Hydrocracking of hydrocarbon feedstocks is often used to convert lower value hydrocarbon fractions into higher value products, such as conversion of vacuum gas oil (VGO) feedstocks to various fuels and lubricants. Typical hydrocracking reaction schemes can include an initial hydrotreatment step, a hydrocracking step, and a post hydrotreatment step, such as dewaxing or hydrofinishing. After these steps, the effluent can be fractionated to separate out a desired lubricant oil basestock.
One of the difficulties in lubricant base oil production is that hydroprocessing a lubricant feed to achieve desired lubricant base oil properties also results in conversion of a feed. The majority of molecules in a typical lubricant base oil have a boiling point greater than 370° C. In order to achieve desired properties, such as a reduced sulfur content or a higher viscosity index (VI), a feedstock is hydrotreated and/or hydrocracked to improve the feed properties. However, the improvement of feed properties is accompanied by conversion of a portion of the feed to molecules with a boiling point below 370° C. This results in a loss of yield for the lubricant base oil, as the converted molecules are more appropriate for use as a fuel.
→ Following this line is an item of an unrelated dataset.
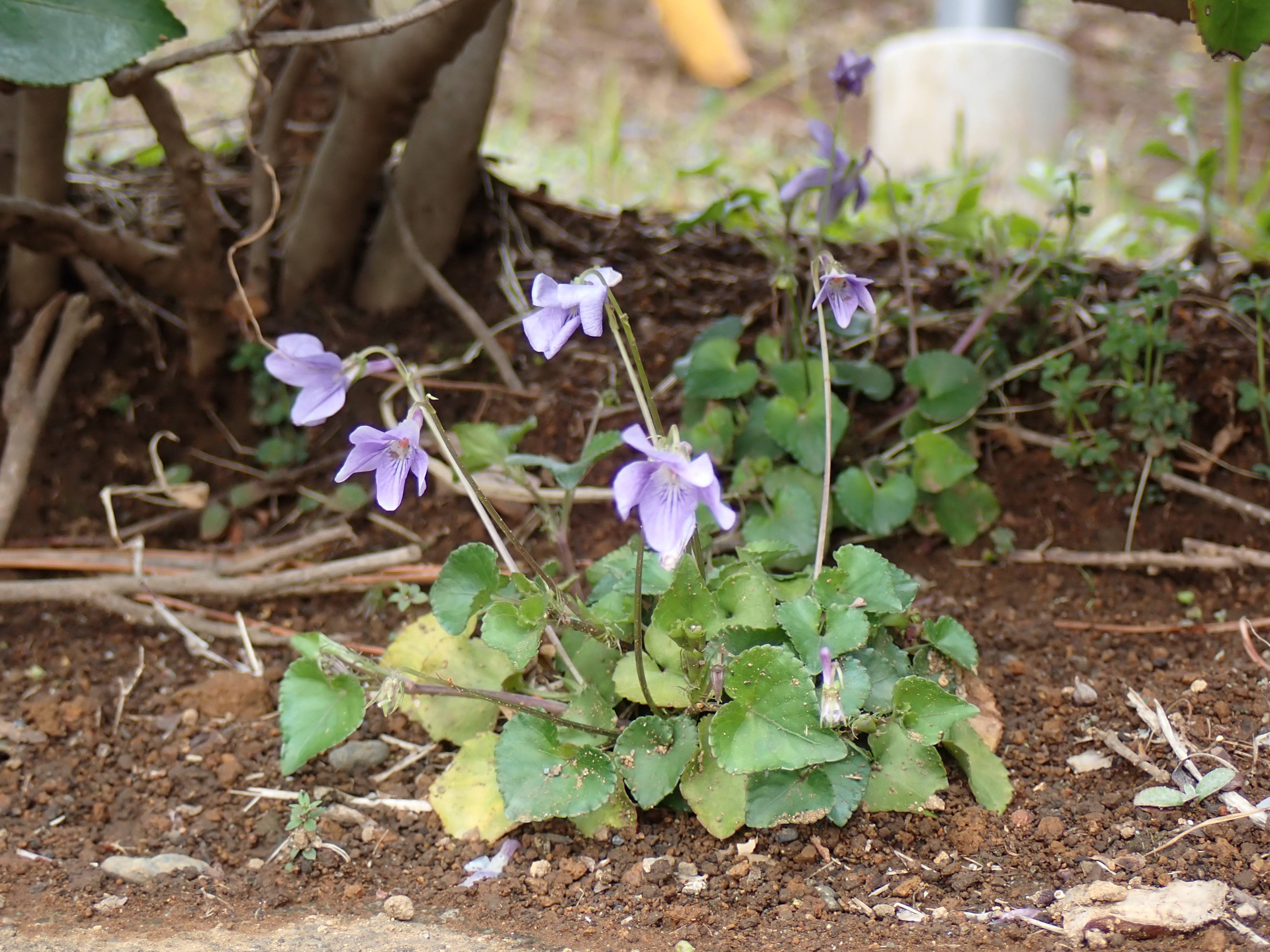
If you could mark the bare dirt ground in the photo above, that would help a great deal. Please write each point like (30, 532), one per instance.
(77, 791)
European Patent EP 0471461 describes a method for producing low pour point and high viscosity index lubricant base oils by using solvent dewaxing. A low boiling waxy oil with a conventional viscosity index is blended with a high viscosity index, higher boiling oil. This blended oil is then dewaxed to a desired pour point. Because of the difference in boiling points, the low boiling waxy oil can then be separated out from higher boiling oil. The yield for the high viscosity index, higher boiling oil after solvent dewaxing of the blended oil to a desired pour point is increased relative to performing solvent dewaxing to the same pour point on only the higher boiling fraction.
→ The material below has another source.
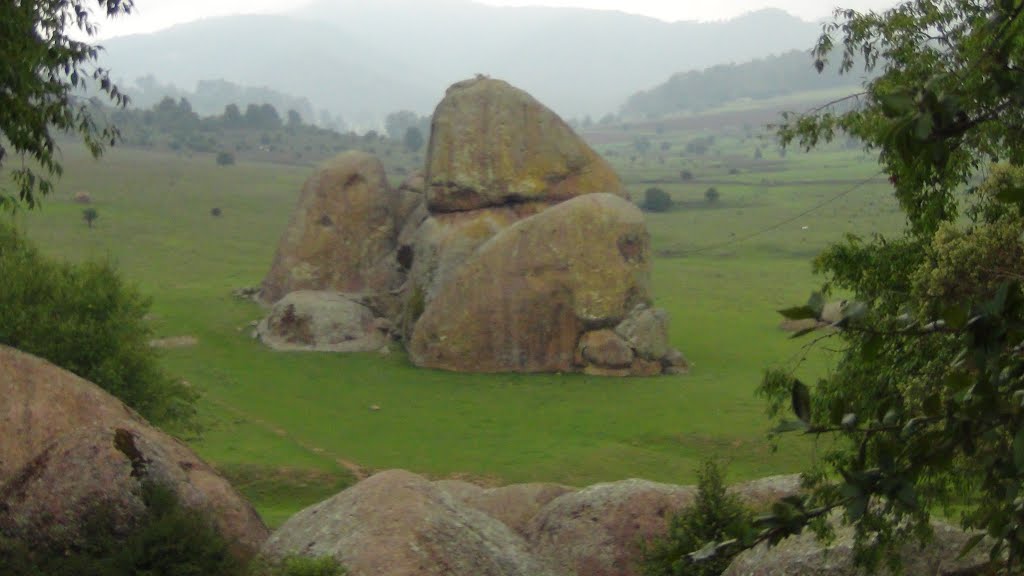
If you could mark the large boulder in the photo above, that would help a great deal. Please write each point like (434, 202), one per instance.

U.S. Pat. No. 7,708,878 describes a system and method for generating lubricant base oils. After hydroprocessing of a feed, the hydroprocessed feed is subjected to two fractionations. A first portion of the hydroprocessed feed is fractionated in light block mode operation to produce a first set of base oil fractions. A second portion of the hydroprocessed feed is fractionated in medium block mode operation to produce a second set of base oil fractions. The first set and second set of base oil fractions can then be used to form various lubricant base oil products via blending.